Perry Sook: The current simulcast requirement does constrain our capacity as to what we can do. And I've recently been at the FCC meeting with the Commissioners as well as the Chairwoman. And I think that you're going to see the FCC engage with the NAV and develop probably some sort of a task force in a public private kind of an arrangement to explore the further development of ATSC 3.0. I think that is absolutely necessary to advancement here. I think, again, if we had a sunset for 1.0, even if it was several years, hence, that would cause the set manufacturers to begin to build to that standard, lessen the backward compatibility problem with those that don't have sets of compatible sets on the dongles or receivers and all of that has to be dealt with and the consumer issues have to come first and foremost. And we need that, too. We're not in the business of disenfranchising customers, viewers and advertisers. So -- but I think if the public and private sector can sit down and talk about this holistically and kick around ideas, and I think that's coming. So I think if that happens, I think you'll -- it will be a positive day for the industry and a positive day for the growth and development of NextGen TV. And we're working independently with Sinclair and with other companies to develop business applications that can be used today, given the capacity constraints and enhanced GPS and distributed power and some other use cases that are not very bandwidth-intensive. And I think you'll see, again, in 2023, some test cases and use cases that will be developed that again is -- we'll be seeing this forward progress in the development of ancillary revenues from NextGen TV spectrum. So we're very bullish on it. Obviously, the simulcast requirement needs to sunset at some point and there needs to be a sunset of 1.0 and an endorsement of 3.0 as the new transmission standard. And I think when those things begin to line up, I think you'll see development accelerate. But we're very bullish on the prospects and think these things are in the queue and on the way.

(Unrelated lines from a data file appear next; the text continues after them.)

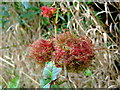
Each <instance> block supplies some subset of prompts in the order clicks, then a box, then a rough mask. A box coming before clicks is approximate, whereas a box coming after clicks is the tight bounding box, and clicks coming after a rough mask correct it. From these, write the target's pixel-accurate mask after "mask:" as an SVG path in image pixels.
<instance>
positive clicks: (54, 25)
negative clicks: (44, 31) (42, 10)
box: [54, 25, 57, 39]
mask: <svg viewBox="0 0 120 90" xmlns="http://www.w3.org/2000/svg"><path fill="white" fill-rule="evenodd" d="M54 28H55V38H56V39H57V26H56V25H54Z"/></svg>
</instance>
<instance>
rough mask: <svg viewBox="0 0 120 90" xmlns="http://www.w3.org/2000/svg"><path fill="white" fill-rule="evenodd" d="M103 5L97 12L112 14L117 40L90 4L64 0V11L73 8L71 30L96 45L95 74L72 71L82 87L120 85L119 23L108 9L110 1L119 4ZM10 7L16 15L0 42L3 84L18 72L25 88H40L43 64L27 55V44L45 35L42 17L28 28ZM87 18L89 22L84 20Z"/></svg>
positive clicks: (78, 83)
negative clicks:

Barton Crockett: Okay. I mean do you think you start revenues from that in 2024, Sinclair was saying that. Are you guys saying that at this point?

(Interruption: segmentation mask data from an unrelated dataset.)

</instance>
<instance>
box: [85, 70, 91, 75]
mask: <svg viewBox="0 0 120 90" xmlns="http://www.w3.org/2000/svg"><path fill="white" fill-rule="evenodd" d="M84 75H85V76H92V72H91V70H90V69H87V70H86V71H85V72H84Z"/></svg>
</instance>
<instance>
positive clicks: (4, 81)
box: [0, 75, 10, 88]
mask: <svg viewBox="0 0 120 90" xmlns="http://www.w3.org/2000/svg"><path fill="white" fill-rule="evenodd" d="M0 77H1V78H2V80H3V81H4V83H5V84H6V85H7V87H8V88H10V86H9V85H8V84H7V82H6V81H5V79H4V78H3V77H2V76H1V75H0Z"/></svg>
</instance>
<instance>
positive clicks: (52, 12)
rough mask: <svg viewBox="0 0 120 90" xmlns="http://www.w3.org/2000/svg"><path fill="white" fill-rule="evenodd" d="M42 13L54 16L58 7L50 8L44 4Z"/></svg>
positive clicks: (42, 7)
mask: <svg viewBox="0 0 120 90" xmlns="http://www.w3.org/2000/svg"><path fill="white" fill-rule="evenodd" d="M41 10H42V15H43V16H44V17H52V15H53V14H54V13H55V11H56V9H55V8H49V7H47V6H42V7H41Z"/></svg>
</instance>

Perry Sook: Well, I mean, we have revenues from our spectrum right now it's primarily in the form of multicast revenue and leasing spectrum to people for their multicast distribution. So it's not an inconsequential number. But -- so there is revenue flowing from ancillary uses of our spectrum today. But in terms of the things, I'm talking about there could be a very modest amount. It would be more in the form of a test of the technology and people testing certain use cases. But I don't expect that anyone would sign on to a big contract until they had the chance to administer their tests.

Barton Crockett: Okay. Thank you. That's helpful.

Operator: Ladies and gentlemen, since there are no further questions, I would like to turn the call back to Perry Sook for the closing remarks. Please go ahead.

Perry Sook: Thank you. We continue to believe the investment case for Nexstar is very simple. Nexstar's stock has been one of the best short and long-term performing stocks in media, one of the highest percentage returns of free cash flow to shareholders in media along with solid long-term growth prospects and a low valuation. We have a strong balance sheet with low leverage and excellent short-term visibility with multiple long-term material growth initiatives. '23 and '24 will benefit from new distribution agreements and as we've discussed, 2024 as the Presidential election and big political year. We also have multiple organic growth drivers, including NewsNation, the CW and ATSC 3.0 that are being positioned to generate material growth for Nexstar in the future. As such, Nexstar shares represent a solid investment opportunity for existing and potential shareholders as we are the largest broadcast company with top-tier operational performance in the sector, but we trade at a very modest '23, '24 free cash flow yield. So thank you, everyone, for joining us today. We look forward to speaking to you again soon when we report our first quarter 2023 results.

Operator: This concludes our conference call for today. Thank you very much for your participation, and have a good day.